By Ty H. Phillips
I hear her cackle first thing in the morning.
I come in at 6:30 am and she has been up for three hours already, two of which are spent praying in the chapel downstairs. I sit down at my desk and hear her laughing—cackling if you will—with the nurses. She is almost 80 and yet, when she laughs you can hear that tinge of mischief in her voice.
I can hear her shuffle as she makes her way down the hall. When she is about 20 feet away and knows she is near, she calls out, “Ty, are you up there today?” “No,” I reply. She laughs and I laugh. She reaches my desk and tells me she has a treat for me. Digging around in her bag, seeing nothing but feeling everything, she pulls out an oatmeal raison cookie that I greedily devour with my morning coffee.
She turns her walker around and sits down on its built-in seat. We begin to chat, our weekend ritual, and she tells me almost immediately how lonely she is. “I always ask people to come visit. They say they will, and yet, they never show up.” Her eyes, sightless, remain unaffected, yet I see the sadness in her face. ‘Well,” I interject, “I love our conversations and you can come and chat with me anytime you want to!”

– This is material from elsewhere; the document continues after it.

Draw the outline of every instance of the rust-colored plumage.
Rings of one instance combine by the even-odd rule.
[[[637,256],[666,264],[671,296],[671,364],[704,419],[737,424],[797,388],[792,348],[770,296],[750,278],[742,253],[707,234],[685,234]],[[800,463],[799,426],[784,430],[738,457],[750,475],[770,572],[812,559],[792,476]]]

I see her soft and wrinkled face light up with a smile.
As we continue to talk, we touch upon how lonely and quiet much of the contemplative life and tradition is. While we accept this loneliness (and Trungpa also noted the need for loneliness) we also touch on the need for fellowship and being around people who understand that not every silence needs to be filled with meaningless words. It is often just being around someone—comfortable in the silence, sharing only words of depth and compassion—which have the largest impact on us emotionally.
I tell her how loud and crazy it gets here, in my position. The constant tug at my attention, the need for help, the ringing phones, the directing of staff and nurses to needed areas and the 13 hour shift with little and sometimes no break.
“I walk down to the first floor hallway and pace in the darkness,” I tell her. “It is so quiet and I am able to do my walking meditation—just my steps, my breath and my mala.” I see the question on her face before she even asks, so I explain, “A mala is like a rosary for Buddhists.” She nods.
She comments on how she rarely gets that type of silent fellowship here. The noise and hustle and bustle are constant. I suggest, “Would you like to join me, sister? I know you can’t follow me around but we can sit in a pew together in the chapel while it is empty, you can pray and I can chant.” I find myself uttering words that seem so foreign and at the same time, so healing.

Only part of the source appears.